The Jacobites were pulling back into the Highlands, ending their siege of Stirling as they headed for Inverness. Despite their victory at Falkirk, Jacobite morale was declining. Hunger saw the men spreading out wide to find their own food, some of them breaking ranks for home.
Most of their artillery had been ditched since reinforcements from France were growing more unlikely.
Things were very different for the Duke of Cumberland, now leading the Hanovarian army. His army was being well supplied by sea as he followed Prince Charles up the east coast.
Lord George Murray advised his Prince that the Jacobites would be best dispersing into the hills to use guerrilla strikes, bringing the army back together in the summer. Charles chose however, to reject the tactics the Highlanders knew best and opted to meet the enemy again in an open area.
On the night of the 15th, a mismanaged strike was launched on Cumberland’s camp which achieved nothing, resulting only in sleepless, hungry Highlanders for the next day. When they met on the Moor near Culloden, the Jacobites numbered four and a half thousand to Cumberland’s nine thousand Hanovarians.

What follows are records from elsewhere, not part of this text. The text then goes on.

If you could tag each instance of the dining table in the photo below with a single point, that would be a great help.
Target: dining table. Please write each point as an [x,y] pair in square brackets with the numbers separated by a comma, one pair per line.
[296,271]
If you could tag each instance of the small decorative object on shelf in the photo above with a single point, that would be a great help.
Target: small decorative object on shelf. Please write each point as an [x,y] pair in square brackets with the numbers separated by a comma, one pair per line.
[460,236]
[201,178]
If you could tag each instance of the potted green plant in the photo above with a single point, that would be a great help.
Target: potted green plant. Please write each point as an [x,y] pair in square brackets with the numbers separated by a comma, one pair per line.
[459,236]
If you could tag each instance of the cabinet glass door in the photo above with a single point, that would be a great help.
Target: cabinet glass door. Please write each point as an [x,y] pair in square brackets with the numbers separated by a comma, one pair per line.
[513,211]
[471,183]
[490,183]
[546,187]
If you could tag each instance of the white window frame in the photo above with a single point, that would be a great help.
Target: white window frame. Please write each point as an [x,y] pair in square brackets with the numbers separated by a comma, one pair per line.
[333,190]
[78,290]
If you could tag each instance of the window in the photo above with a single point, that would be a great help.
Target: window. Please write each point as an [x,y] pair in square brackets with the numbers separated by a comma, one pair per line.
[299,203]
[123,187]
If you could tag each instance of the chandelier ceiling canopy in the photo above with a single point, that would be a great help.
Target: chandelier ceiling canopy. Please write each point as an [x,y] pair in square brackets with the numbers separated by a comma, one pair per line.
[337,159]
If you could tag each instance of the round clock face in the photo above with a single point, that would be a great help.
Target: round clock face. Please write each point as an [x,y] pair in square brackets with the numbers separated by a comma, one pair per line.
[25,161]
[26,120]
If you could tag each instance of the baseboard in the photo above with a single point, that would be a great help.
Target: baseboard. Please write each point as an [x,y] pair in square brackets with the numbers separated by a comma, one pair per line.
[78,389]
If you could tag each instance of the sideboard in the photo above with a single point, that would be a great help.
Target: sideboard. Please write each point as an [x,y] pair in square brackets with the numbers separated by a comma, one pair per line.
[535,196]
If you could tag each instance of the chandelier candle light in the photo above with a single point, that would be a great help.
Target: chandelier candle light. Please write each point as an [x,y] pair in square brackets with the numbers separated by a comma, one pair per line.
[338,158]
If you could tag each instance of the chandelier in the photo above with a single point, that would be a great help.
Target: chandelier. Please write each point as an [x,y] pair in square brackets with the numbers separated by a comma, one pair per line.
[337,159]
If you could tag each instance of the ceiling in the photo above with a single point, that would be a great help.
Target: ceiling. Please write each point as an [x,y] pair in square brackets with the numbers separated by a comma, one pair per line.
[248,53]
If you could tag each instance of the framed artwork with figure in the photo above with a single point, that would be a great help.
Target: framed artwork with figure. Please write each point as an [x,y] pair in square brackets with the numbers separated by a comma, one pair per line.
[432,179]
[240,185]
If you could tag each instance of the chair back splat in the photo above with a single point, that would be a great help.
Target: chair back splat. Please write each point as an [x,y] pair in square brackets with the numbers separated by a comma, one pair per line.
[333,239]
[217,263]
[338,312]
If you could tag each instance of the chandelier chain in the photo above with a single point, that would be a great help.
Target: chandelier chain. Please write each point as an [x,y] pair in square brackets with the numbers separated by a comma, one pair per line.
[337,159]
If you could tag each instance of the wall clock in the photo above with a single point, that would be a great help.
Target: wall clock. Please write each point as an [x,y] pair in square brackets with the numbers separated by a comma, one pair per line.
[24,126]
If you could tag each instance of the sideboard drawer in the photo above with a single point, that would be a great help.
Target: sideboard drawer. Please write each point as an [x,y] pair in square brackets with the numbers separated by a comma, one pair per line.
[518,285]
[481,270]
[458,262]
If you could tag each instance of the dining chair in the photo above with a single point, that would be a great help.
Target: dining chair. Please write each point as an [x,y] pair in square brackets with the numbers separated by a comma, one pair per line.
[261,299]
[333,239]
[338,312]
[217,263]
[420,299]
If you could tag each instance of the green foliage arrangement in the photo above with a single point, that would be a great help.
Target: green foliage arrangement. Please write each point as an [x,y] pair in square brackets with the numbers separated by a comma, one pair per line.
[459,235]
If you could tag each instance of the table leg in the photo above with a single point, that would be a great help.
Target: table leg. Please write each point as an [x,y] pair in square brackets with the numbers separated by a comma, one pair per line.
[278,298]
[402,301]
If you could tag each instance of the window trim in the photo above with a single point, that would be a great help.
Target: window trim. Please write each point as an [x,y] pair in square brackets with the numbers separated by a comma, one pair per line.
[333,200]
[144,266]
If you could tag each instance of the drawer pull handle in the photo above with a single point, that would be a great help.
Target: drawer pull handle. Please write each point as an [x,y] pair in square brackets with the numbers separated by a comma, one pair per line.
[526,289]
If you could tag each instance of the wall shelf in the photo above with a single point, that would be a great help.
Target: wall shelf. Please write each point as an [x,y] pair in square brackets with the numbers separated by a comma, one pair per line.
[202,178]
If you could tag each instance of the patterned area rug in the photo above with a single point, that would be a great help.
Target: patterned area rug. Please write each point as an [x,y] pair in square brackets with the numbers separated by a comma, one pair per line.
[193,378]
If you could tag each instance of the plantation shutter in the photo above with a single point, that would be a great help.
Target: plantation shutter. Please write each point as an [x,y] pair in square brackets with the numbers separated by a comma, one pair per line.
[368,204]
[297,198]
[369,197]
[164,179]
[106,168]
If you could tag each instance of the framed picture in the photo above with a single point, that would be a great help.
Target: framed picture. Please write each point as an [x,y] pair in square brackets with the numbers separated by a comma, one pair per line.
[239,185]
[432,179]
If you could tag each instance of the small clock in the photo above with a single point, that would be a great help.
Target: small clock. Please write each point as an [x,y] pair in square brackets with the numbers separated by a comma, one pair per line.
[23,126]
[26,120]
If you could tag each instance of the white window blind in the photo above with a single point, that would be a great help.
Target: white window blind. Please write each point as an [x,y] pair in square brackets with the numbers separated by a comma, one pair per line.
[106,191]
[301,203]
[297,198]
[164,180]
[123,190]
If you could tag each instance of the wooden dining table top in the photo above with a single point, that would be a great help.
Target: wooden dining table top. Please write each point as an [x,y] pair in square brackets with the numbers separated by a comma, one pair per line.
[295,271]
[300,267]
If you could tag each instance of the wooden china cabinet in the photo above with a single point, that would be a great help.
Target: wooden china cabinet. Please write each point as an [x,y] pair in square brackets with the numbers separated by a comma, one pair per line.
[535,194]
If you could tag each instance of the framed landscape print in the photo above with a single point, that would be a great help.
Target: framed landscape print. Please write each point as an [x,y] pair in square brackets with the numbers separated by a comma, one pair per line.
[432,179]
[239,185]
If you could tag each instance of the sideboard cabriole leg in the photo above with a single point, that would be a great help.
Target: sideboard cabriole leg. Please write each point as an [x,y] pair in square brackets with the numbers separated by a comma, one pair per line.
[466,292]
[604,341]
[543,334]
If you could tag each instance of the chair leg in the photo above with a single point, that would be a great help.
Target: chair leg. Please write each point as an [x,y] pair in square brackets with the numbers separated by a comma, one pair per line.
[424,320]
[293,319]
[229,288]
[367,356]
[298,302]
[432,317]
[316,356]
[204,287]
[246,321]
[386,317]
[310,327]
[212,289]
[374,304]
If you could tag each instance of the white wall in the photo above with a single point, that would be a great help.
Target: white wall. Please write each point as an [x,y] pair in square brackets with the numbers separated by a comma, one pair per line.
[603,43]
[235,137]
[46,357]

Restricted by flanking dykes, the Jacobites presented a narrow, dense front. For the first twenty minutes of the hour-long battle the Hanovarian cannons pummelled the crowded area. When the Jacobites advanced the men in the centre found themselves having to squeeze to the right to avoid soft ground. There were so many men in such a small area that muskets could not be used. Nevertheless they butchered on through the Hanovarian left only to meet another regiment behind.
The Jacobite left had not joined the attack, and with two-thirds of the men now in difficulties, Cumberland’s cavalry had little trouble sweeping in to end the battle by two’o’clock. Working at their leisure, they proceeded to slaughter every Jacobite they had until the following day and continued to kill in round-ups for weeks following.
The fatalities numbered three hundred Hanovarians and two thousand Jacobites.
This was the end of the second Jacobite Rising.